# Puppy Pictures



## C's Mom (Dec 7, 2009)

They are too cute and so big now. Would love to be able to hold them.


----------



## Jamm (Mar 28, 2010)

Oh myy god, SO cute!!!! I love their little warm fuzzy bodies!


----------



## EvilNessCroft (Feb 17, 2009)

*deep breath* Aaaaaaaaaaaaaaaw!  Look at that face! Adorable!


----------



## Cathy's Gunner (Dec 4, 2008)

I was hoping for some more pictures. They are so cute. Keep those pictures coming.....


----------



## xSLZx (Jul 25, 2010)

How cute!!


----------



## MittaBear (Mar 9, 2010)

How adorable!
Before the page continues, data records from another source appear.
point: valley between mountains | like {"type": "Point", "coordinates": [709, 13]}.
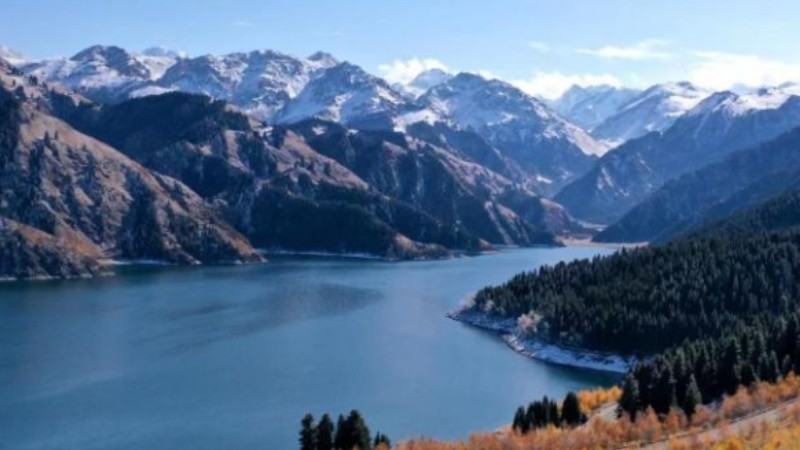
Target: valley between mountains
{"type": "Point", "coordinates": [113, 155]}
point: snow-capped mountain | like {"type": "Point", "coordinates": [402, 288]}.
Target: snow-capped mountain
{"type": "Point", "coordinates": [103, 73]}
{"type": "Point", "coordinates": [522, 127]}
{"type": "Point", "coordinates": [260, 82]}
{"type": "Point", "coordinates": [346, 94]}
{"type": "Point", "coordinates": [158, 60]}
{"type": "Point", "coordinates": [589, 106]}
{"type": "Point", "coordinates": [721, 124]}
{"type": "Point", "coordinates": [12, 57]}
{"type": "Point", "coordinates": [655, 109]}
{"type": "Point", "coordinates": [426, 80]}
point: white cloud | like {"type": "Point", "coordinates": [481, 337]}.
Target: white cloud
{"type": "Point", "coordinates": [539, 46]}
{"type": "Point", "coordinates": [551, 85]}
{"type": "Point", "coordinates": [404, 71]}
{"type": "Point", "coordinates": [487, 74]}
{"type": "Point", "coordinates": [649, 49]}
{"type": "Point", "coordinates": [720, 70]}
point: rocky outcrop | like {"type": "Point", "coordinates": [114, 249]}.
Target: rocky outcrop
{"type": "Point", "coordinates": [85, 193]}
{"type": "Point", "coordinates": [27, 253]}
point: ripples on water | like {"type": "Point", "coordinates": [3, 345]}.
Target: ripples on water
{"type": "Point", "coordinates": [231, 357]}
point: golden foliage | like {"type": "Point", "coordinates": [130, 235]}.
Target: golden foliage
{"type": "Point", "coordinates": [724, 427]}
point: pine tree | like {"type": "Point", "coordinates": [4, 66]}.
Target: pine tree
{"type": "Point", "coordinates": [692, 398]}
{"type": "Point", "coordinates": [340, 441]}
{"type": "Point", "coordinates": [325, 433]}
{"type": "Point", "coordinates": [382, 439]}
{"type": "Point", "coordinates": [358, 434]}
{"type": "Point", "coordinates": [571, 410]}
{"type": "Point", "coordinates": [630, 402]}
{"type": "Point", "coordinates": [308, 439]}
{"type": "Point", "coordinates": [520, 423]}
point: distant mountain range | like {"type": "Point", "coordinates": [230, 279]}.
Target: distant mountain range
{"type": "Point", "coordinates": [220, 155]}
{"type": "Point", "coordinates": [720, 125]}
{"type": "Point", "coordinates": [186, 179]}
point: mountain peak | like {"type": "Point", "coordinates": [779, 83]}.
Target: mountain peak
{"type": "Point", "coordinates": [324, 58]}
{"type": "Point", "coordinates": [12, 57]}
{"type": "Point", "coordinates": [163, 52]}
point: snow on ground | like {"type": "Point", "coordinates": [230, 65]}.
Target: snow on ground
{"type": "Point", "coordinates": [530, 346]}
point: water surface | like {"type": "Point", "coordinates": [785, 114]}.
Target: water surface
{"type": "Point", "coordinates": [232, 357]}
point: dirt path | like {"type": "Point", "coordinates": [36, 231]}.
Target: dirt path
{"type": "Point", "coordinates": [772, 414]}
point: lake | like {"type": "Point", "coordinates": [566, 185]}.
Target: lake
{"type": "Point", "coordinates": [232, 357]}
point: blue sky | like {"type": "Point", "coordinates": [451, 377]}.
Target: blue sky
{"type": "Point", "coordinates": [542, 46]}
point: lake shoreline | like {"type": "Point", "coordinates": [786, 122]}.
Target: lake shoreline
{"type": "Point", "coordinates": [538, 349]}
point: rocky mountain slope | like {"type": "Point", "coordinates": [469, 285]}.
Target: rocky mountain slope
{"type": "Point", "coordinates": [654, 109]}
{"type": "Point", "coordinates": [720, 125]}
{"type": "Point", "coordinates": [741, 180]}
{"type": "Point", "coordinates": [282, 89]}
{"type": "Point", "coordinates": [589, 106]}
{"type": "Point", "coordinates": [94, 200]}
{"type": "Point", "coordinates": [551, 150]}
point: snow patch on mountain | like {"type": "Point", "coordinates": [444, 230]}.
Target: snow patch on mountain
{"type": "Point", "coordinates": [12, 57]}
{"type": "Point", "coordinates": [655, 109]}
{"type": "Point", "coordinates": [589, 106]}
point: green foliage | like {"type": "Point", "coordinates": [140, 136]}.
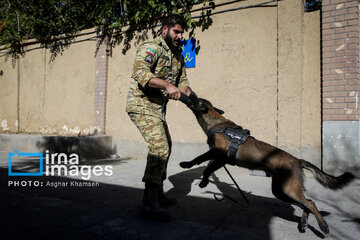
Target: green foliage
{"type": "Point", "coordinates": [55, 23]}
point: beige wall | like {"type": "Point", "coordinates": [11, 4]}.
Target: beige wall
{"type": "Point", "coordinates": [52, 94]}
{"type": "Point", "coordinates": [260, 65]}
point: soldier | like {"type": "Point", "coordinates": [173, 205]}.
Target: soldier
{"type": "Point", "coordinates": [159, 72]}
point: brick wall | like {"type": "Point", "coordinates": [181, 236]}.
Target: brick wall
{"type": "Point", "coordinates": [340, 58]}
{"type": "Point", "coordinates": [101, 73]}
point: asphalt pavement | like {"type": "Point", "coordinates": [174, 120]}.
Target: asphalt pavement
{"type": "Point", "coordinates": [107, 206]}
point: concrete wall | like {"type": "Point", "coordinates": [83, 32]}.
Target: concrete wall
{"type": "Point", "coordinates": [260, 65]}
{"type": "Point", "coordinates": [39, 96]}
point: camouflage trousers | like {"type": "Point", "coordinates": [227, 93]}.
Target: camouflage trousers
{"type": "Point", "coordinates": [157, 137]}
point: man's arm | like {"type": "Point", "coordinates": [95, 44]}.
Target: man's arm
{"type": "Point", "coordinates": [172, 90]}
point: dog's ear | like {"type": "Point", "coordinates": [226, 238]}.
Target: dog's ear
{"type": "Point", "coordinates": [202, 107]}
{"type": "Point", "coordinates": [221, 112]}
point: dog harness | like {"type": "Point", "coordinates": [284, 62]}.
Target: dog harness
{"type": "Point", "coordinates": [236, 136]}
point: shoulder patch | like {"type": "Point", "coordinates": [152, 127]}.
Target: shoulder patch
{"type": "Point", "coordinates": [148, 59]}
{"type": "Point", "coordinates": [150, 51]}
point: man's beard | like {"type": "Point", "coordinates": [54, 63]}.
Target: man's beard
{"type": "Point", "coordinates": [170, 44]}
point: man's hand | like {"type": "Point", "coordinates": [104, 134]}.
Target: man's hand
{"type": "Point", "coordinates": [174, 92]}
{"type": "Point", "coordinates": [187, 90]}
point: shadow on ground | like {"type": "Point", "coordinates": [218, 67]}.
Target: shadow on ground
{"type": "Point", "coordinates": [112, 212]}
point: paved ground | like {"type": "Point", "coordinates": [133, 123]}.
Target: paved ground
{"type": "Point", "coordinates": [110, 209]}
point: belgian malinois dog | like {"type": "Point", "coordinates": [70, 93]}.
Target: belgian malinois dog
{"type": "Point", "coordinates": [285, 169]}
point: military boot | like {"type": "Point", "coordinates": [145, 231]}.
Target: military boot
{"type": "Point", "coordinates": [163, 200]}
{"type": "Point", "coordinates": [150, 205]}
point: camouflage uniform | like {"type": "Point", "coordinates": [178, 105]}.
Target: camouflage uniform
{"type": "Point", "coordinates": [154, 59]}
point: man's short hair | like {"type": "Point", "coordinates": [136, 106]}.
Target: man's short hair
{"type": "Point", "coordinates": [172, 19]}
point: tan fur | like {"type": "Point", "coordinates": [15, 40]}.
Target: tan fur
{"type": "Point", "coordinates": [285, 169]}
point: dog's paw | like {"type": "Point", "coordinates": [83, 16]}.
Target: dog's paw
{"type": "Point", "coordinates": [204, 183]}
{"type": "Point", "coordinates": [185, 165]}
{"type": "Point", "coordinates": [325, 228]}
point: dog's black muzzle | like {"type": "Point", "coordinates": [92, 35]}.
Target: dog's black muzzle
{"type": "Point", "coordinates": [190, 101]}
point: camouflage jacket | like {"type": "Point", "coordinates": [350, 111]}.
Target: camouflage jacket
{"type": "Point", "coordinates": [154, 59]}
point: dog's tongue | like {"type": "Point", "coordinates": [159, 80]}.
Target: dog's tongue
{"type": "Point", "coordinates": [194, 98]}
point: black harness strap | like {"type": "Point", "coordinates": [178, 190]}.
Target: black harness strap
{"type": "Point", "coordinates": [236, 136]}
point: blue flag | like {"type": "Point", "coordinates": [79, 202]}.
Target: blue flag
{"type": "Point", "coordinates": [188, 52]}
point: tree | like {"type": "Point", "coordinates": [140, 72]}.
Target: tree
{"type": "Point", "coordinates": [56, 23]}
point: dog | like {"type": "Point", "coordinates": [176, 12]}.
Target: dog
{"type": "Point", "coordinates": [285, 169]}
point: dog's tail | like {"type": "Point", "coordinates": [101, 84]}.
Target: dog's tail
{"type": "Point", "coordinates": [327, 180]}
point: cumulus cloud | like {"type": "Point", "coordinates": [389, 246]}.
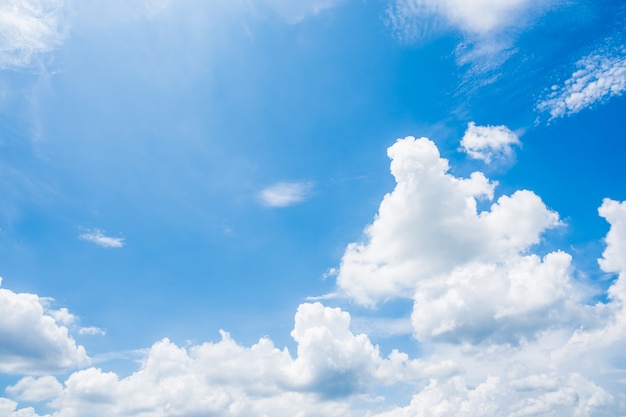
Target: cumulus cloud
{"type": "Point", "coordinates": [489, 143]}
{"type": "Point", "coordinates": [31, 340]}
{"type": "Point", "coordinates": [430, 225]}
{"type": "Point", "coordinates": [98, 237]}
{"type": "Point", "coordinates": [599, 76]}
{"type": "Point", "coordinates": [472, 16]}
{"type": "Point", "coordinates": [283, 194]}
{"type": "Point", "coordinates": [29, 28]}
{"type": "Point", "coordinates": [501, 330]}
{"type": "Point", "coordinates": [228, 379]}
{"type": "Point", "coordinates": [35, 389]}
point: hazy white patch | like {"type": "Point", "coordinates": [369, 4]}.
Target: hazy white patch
{"type": "Point", "coordinates": [489, 143]}
{"type": "Point", "coordinates": [91, 331]}
{"type": "Point", "coordinates": [29, 28]}
{"type": "Point", "coordinates": [35, 389]}
{"type": "Point", "coordinates": [31, 341]}
{"type": "Point", "coordinates": [490, 27]}
{"type": "Point", "coordinates": [63, 316]}
{"type": "Point", "coordinates": [296, 11]}
{"type": "Point", "coordinates": [329, 296]}
{"type": "Point", "coordinates": [98, 237]}
{"type": "Point", "coordinates": [382, 327]}
{"type": "Point", "coordinates": [599, 76]}
{"type": "Point", "coordinates": [224, 378]}
{"type": "Point", "coordinates": [473, 16]}
{"type": "Point", "coordinates": [283, 194]}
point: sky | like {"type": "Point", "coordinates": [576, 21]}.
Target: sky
{"type": "Point", "coordinates": [380, 208]}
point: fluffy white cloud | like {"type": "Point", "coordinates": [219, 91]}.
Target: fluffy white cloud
{"type": "Point", "coordinates": [28, 28]}
{"type": "Point", "coordinates": [430, 225]}
{"type": "Point", "coordinates": [598, 77]}
{"type": "Point", "coordinates": [35, 389]}
{"type": "Point", "coordinates": [490, 27]}
{"type": "Point", "coordinates": [31, 341]}
{"type": "Point", "coordinates": [227, 379]}
{"type": "Point", "coordinates": [283, 194]}
{"type": "Point", "coordinates": [488, 143]}
{"type": "Point", "coordinates": [98, 237]}
{"type": "Point", "coordinates": [530, 396]}
{"type": "Point", "coordinates": [501, 330]}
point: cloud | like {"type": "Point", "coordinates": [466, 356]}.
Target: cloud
{"type": "Point", "coordinates": [35, 389]}
{"type": "Point", "coordinates": [99, 238]}
{"type": "Point", "coordinates": [599, 76]}
{"type": "Point", "coordinates": [489, 27]}
{"type": "Point", "coordinates": [500, 330]}
{"type": "Point", "coordinates": [296, 11]}
{"type": "Point", "coordinates": [31, 340]}
{"type": "Point", "coordinates": [489, 142]}
{"type": "Point", "coordinates": [470, 16]}
{"type": "Point", "coordinates": [91, 331]}
{"type": "Point", "coordinates": [228, 379]}
{"type": "Point", "coordinates": [283, 194]}
{"type": "Point", "coordinates": [29, 28]}
{"type": "Point", "coordinates": [430, 225]}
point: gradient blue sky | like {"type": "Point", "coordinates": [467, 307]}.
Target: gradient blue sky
{"type": "Point", "coordinates": [172, 168]}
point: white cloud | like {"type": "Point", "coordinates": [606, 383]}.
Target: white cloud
{"type": "Point", "coordinates": [490, 27]}
{"type": "Point", "coordinates": [489, 143]}
{"type": "Point", "coordinates": [430, 225]}
{"type": "Point", "coordinates": [471, 16]}
{"type": "Point", "coordinates": [31, 341]}
{"type": "Point", "coordinates": [227, 379]}
{"type": "Point", "coordinates": [99, 238]}
{"type": "Point", "coordinates": [29, 28]}
{"type": "Point", "coordinates": [283, 194]}
{"type": "Point", "coordinates": [296, 11]}
{"type": "Point", "coordinates": [35, 389]}
{"type": "Point", "coordinates": [91, 331]}
{"type": "Point", "coordinates": [598, 77]}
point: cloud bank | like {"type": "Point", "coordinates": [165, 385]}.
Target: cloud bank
{"type": "Point", "coordinates": [29, 28]}
{"type": "Point", "coordinates": [98, 237]}
{"type": "Point", "coordinates": [502, 329]}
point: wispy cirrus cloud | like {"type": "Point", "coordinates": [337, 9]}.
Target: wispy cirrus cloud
{"type": "Point", "coordinates": [286, 193]}
{"type": "Point", "coordinates": [598, 77]}
{"type": "Point", "coordinates": [489, 143]}
{"type": "Point", "coordinates": [489, 27]}
{"type": "Point", "coordinates": [29, 28]}
{"type": "Point", "coordinates": [98, 237]}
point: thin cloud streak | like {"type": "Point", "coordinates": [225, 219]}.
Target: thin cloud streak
{"type": "Point", "coordinates": [99, 238]}
{"type": "Point", "coordinates": [284, 194]}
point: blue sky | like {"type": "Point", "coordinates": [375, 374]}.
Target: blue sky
{"type": "Point", "coordinates": [339, 208]}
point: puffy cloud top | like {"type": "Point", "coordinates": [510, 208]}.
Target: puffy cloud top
{"type": "Point", "coordinates": [430, 225]}
{"type": "Point", "coordinates": [31, 340]}
{"type": "Point", "coordinates": [489, 142]}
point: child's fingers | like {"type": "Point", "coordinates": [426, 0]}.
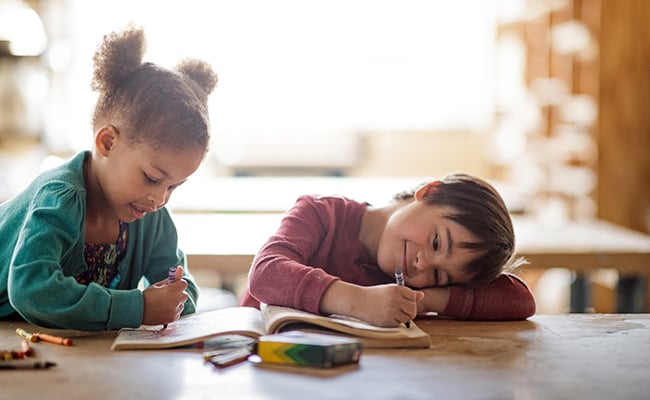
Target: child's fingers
{"type": "Point", "coordinates": [179, 273]}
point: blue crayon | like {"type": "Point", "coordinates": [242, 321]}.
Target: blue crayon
{"type": "Point", "coordinates": [399, 279]}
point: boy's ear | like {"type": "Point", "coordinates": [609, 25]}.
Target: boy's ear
{"type": "Point", "coordinates": [105, 138]}
{"type": "Point", "coordinates": [426, 189]}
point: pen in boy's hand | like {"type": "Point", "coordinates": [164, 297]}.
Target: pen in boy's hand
{"type": "Point", "coordinates": [171, 278]}
{"type": "Point", "coordinates": [399, 279]}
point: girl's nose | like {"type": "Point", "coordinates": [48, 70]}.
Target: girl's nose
{"type": "Point", "coordinates": [159, 198]}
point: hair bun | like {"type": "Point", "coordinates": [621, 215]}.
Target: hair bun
{"type": "Point", "coordinates": [117, 56]}
{"type": "Point", "coordinates": [200, 72]}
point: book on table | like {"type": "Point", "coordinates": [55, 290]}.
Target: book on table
{"type": "Point", "coordinates": [253, 323]}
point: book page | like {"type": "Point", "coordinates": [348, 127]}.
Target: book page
{"type": "Point", "coordinates": [193, 328]}
{"type": "Point", "coordinates": [277, 319]}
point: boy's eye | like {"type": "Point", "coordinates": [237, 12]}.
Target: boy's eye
{"type": "Point", "coordinates": [150, 179]}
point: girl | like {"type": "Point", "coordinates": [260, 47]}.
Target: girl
{"type": "Point", "coordinates": [78, 240]}
{"type": "Point", "coordinates": [452, 239]}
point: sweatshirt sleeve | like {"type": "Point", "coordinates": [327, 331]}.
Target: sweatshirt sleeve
{"type": "Point", "coordinates": [39, 289]}
{"type": "Point", "coordinates": [504, 299]}
{"type": "Point", "coordinates": [280, 273]}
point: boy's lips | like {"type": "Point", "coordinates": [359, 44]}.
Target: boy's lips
{"type": "Point", "coordinates": [404, 263]}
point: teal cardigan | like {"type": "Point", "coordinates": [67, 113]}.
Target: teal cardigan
{"type": "Point", "coordinates": [42, 250]}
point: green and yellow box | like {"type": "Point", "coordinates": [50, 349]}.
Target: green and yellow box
{"type": "Point", "coordinates": [308, 349]}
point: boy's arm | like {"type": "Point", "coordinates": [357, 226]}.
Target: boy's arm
{"type": "Point", "coordinates": [505, 298]}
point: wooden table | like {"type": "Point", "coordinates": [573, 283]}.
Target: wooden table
{"type": "Point", "coordinates": [227, 242]}
{"type": "Point", "coordinates": [574, 356]}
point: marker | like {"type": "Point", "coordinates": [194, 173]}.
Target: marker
{"type": "Point", "coordinates": [53, 339]}
{"type": "Point", "coordinates": [171, 278]}
{"type": "Point", "coordinates": [27, 364]}
{"type": "Point", "coordinates": [399, 279]}
{"type": "Point", "coordinates": [26, 335]}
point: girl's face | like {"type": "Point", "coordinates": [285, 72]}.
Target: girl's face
{"type": "Point", "coordinates": [420, 240]}
{"type": "Point", "coordinates": [136, 180]}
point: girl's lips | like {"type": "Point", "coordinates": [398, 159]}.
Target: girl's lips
{"type": "Point", "coordinates": [137, 212]}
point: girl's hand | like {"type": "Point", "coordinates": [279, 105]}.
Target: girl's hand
{"type": "Point", "coordinates": [164, 303]}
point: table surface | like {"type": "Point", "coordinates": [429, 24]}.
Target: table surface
{"type": "Point", "coordinates": [573, 356]}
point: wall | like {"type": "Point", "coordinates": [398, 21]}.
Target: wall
{"type": "Point", "coordinates": [624, 128]}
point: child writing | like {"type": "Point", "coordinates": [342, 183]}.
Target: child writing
{"type": "Point", "coordinates": [78, 240]}
{"type": "Point", "coordinates": [452, 239]}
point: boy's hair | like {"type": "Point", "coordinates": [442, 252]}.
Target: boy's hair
{"type": "Point", "coordinates": [159, 107]}
{"type": "Point", "coordinates": [479, 208]}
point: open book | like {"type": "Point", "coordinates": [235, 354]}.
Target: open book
{"type": "Point", "coordinates": [251, 322]}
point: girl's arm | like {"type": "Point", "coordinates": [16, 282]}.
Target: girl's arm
{"type": "Point", "coordinates": [505, 298]}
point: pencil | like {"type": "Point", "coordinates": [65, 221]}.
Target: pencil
{"type": "Point", "coordinates": [399, 279]}
{"type": "Point", "coordinates": [171, 278]}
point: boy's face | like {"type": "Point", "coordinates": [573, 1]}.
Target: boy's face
{"type": "Point", "coordinates": [139, 180]}
{"type": "Point", "coordinates": [420, 240]}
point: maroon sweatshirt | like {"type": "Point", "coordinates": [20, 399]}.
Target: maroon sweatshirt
{"type": "Point", "coordinates": [318, 243]}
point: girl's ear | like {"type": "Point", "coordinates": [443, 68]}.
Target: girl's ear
{"type": "Point", "coordinates": [105, 138]}
{"type": "Point", "coordinates": [426, 189]}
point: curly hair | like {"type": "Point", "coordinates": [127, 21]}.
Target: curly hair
{"type": "Point", "coordinates": [479, 208]}
{"type": "Point", "coordinates": [150, 104]}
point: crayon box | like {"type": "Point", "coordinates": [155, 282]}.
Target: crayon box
{"type": "Point", "coordinates": [308, 349]}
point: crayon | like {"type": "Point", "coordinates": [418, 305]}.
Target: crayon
{"type": "Point", "coordinates": [27, 364]}
{"type": "Point", "coordinates": [53, 339]}
{"type": "Point", "coordinates": [27, 350]}
{"type": "Point", "coordinates": [26, 335]}
{"type": "Point", "coordinates": [8, 355]}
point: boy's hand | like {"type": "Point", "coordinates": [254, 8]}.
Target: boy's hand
{"type": "Point", "coordinates": [383, 305]}
{"type": "Point", "coordinates": [164, 303]}
{"type": "Point", "coordinates": [389, 305]}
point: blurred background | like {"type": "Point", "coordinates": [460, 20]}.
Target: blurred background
{"type": "Point", "coordinates": [548, 99]}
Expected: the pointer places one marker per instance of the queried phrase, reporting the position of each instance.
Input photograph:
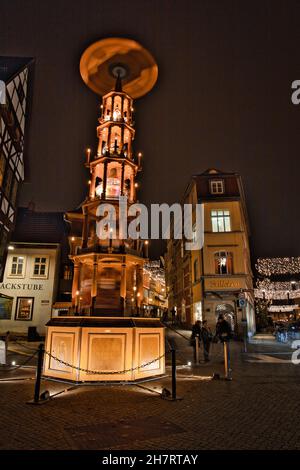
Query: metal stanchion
(38, 398)
(197, 349)
(227, 361)
(173, 355)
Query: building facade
(38, 273)
(217, 278)
(29, 287)
(155, 294)
(14, 76)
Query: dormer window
(217, 187)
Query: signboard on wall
(2, 352)
(224, 284)
(5, 307)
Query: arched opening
(227, 310)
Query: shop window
(223, 263)
(220, 221)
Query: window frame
(218, 218)
(216, 182)
(47, 263)
(11, 262)
(229, 266)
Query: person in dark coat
(206, 337)
(196, 336)
(223, 329)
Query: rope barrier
(24, 346)
(20, 365)
(98, 372)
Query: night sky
(222, 100)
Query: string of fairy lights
(271, 266)
(268, 289)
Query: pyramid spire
(118, 85)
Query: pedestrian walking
(195, 337)
(206, 337)
(223, 329)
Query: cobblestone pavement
(258, 409)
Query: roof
(41, 228)
(11, 66)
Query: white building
(29, 286)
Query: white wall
(43, 290)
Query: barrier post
(173, 355)
(37, 387)
(197, 348)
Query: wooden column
(131, 187)
(103, 196)
(93, 183)
(140, 285)
(76, 279)
(122, 178)
(123, 285)
(85, 230)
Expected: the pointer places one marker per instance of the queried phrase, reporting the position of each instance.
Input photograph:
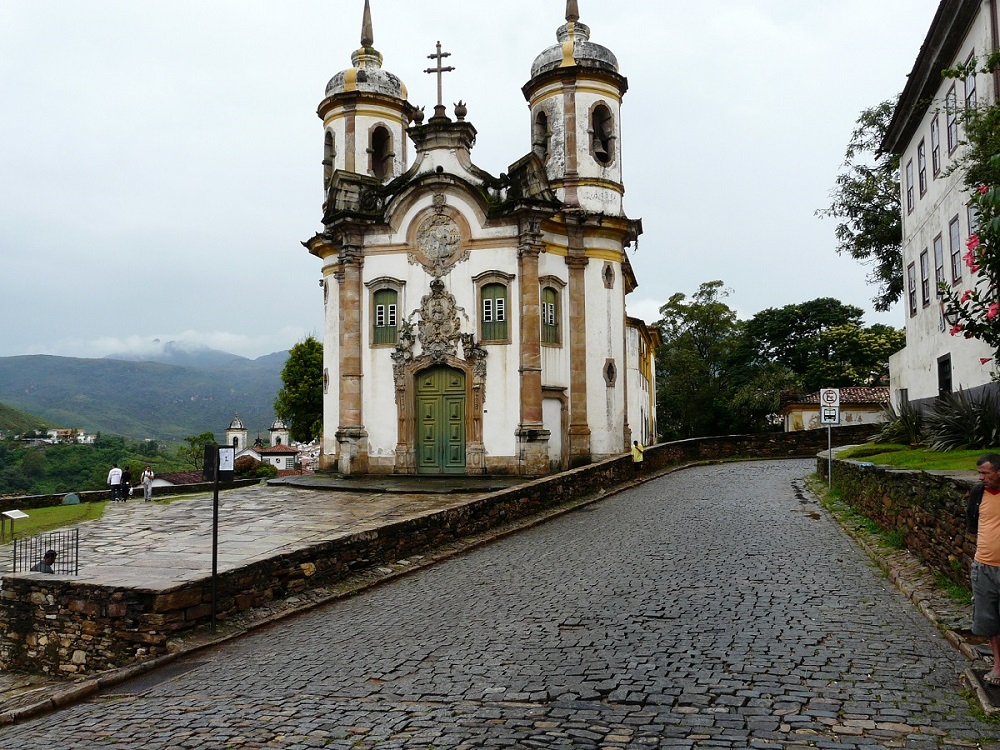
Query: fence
(29, 551)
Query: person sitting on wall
(45, 566)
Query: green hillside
(143, 399)
(15, 422)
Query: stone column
(352, 438)
(532, 438)
(579, 427)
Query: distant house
(857, 406)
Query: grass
(40, 520)
(908, 457)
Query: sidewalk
(160, 544)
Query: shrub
(903, 425)
(960, 420)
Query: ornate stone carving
(439, 327)
(438, 241)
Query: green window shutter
(494, 312)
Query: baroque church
(476, 324)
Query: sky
(161, 161)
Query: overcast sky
(160, 161)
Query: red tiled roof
(853, 395)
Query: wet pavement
(715, 607)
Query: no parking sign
(829, 406)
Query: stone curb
(60, 697)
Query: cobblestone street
(716, 607)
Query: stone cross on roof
(439, 56)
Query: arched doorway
(440, 421)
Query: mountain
(181, 355)
(144, 399)
(15, 422)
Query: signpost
(829, 414)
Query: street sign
(829, 406)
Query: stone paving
(716, 607)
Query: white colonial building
(925, 132)
(476, 323)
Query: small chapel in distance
(476, 324)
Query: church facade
(477, 323)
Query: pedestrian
(126, 483)
(637, 456)
(115, 482)
(147, 484)
(982, 518)
(45, 566)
I love the little one lying on his back.


----------



## janine (Aug 8, 2009)

So cute...I want to kiss that little puppy tummy!!!


----------



## Cathy's Gunner (Dec 4, 2008)

They are just beautiful!


----------



## breec3 (Jan 7, 2008)

Mr. Yellow escaped the whelping box yesterday The first escapeeeee, yikes!! Picking up new batteries more pics tonight They all have their eyes open now They have blessed my life in so many ways. They make me smile each day.


----------



## Lestorm (Feb 25, 2007)

Bless! hello little pups, you are the sweetest ever!


----------



## olik (Apr 13, 2008)

ohhh,how sweet!!!


----------



## Angelina (Aug 11, 2011)

So cute! Please send puppy breath!


----------